Brennand is ineligible to appeal his termination because he is still considered a parole officer and served only seven months.
Police Chief William McManus told the San Antonio Report that Brennand’s actions were “completely contrary to the policies and education we have been taught.”
About 10.45pm Brennand was responding to a disturbance at a McDonald’s in the North End when he noticed a car in the parking lot that allegedly matched the description of the vehicle he was trying to park on Saturday.
“The car was not the subject of the accident call,” Alyssa Campos, SAPD’s training commander, said in an annotated version of Brennand’s body camera footage released Wednesday. “The officer believes the vehicle may be a stolen vehicle and called for cover.”
But the door remained open and it struck Brennand, who walked away from the car and fired five shots at the driver. Brennand fired five more shots as the car pulled out of the parking lot.

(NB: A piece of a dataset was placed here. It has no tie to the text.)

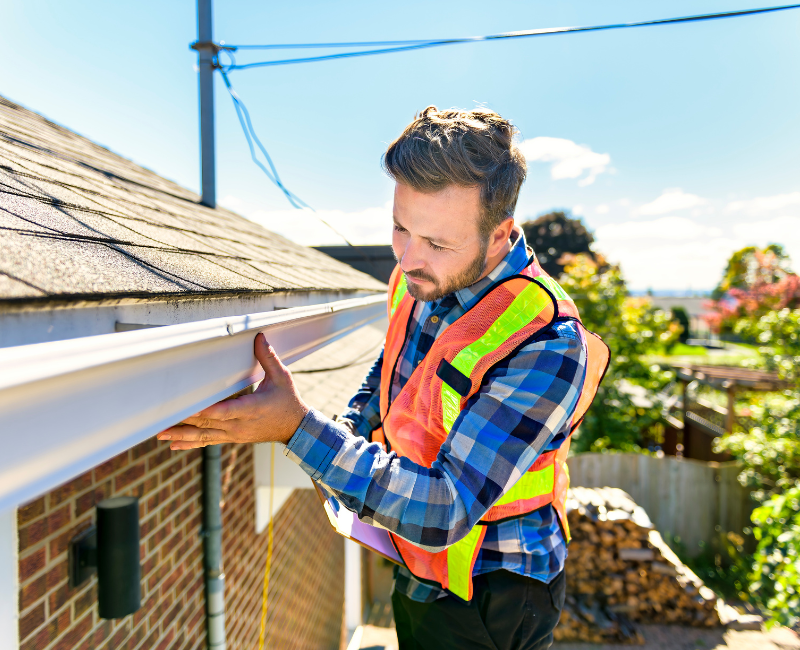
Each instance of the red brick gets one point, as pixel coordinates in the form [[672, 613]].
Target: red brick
[[58, 519], [150, 484], [73, 636], [31, 621], [128, 476], [30, 511], [163, 456], [158, 498], [67, 490], [86, 600], [102, 472], [32, 534], [166, 641], [59, 597], [159, 536], [170, 507], [85, 502], [30, 564], [170, 470], [41, 640], [31, 592], [148, 526], [56, 575]]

The driver and his passenger were eventually arrested a block away. The 17-year-old passenger was uninjured and the driver was taken to a nearby hospital with multiple gunshot wounds.
“From that encounter, things went badly,” McManus said, asking why officers approached the vehicle in the first place. “You don’t know it’s the same car, you don’t know it’s the same driver.”
Tactically, the officer should not have stood in front of the open door of a powered car, he said. Once the officer “has cleared the door and is no longer in danger of being knocked down or pulled out of the car, he cannot use lethal force.”
The second round of gunfire was also anti-political.
“The driver was driving in the opposite direction, away from the officer,” he said. “There’s no way I could see this, or anyone could see it and try to prove what happened.”
After new officers complete their training, which includes 15 weeks of field training with another officer, they are placed on a one-year probationary period. Those on probation could be fired by the chief without notice or reason, according to the police union’s employment contract with the city.
This means they are not entitled to the same appeals process that regular civil servants can use.
“The Commissioner acted swiftly to fire this officer, and I am relieved that this decision is final,” Mayor Ron Nirenberg said in an emailed statement.
Brennand’s approach frees McManus from worrying about the SAPD training process.
“Our policies are solid, our education is solid,” he said. “And I don’t see anything that needs to be checked. … It’s a personal failure. There’s no failure in training, no failure in politics.”
Police say the driver, who is in stable condition, has been charged with evading custody and assaulting a sheriff. It will be up to the Bexar County Attorney’s Office whether to proceed with the charges.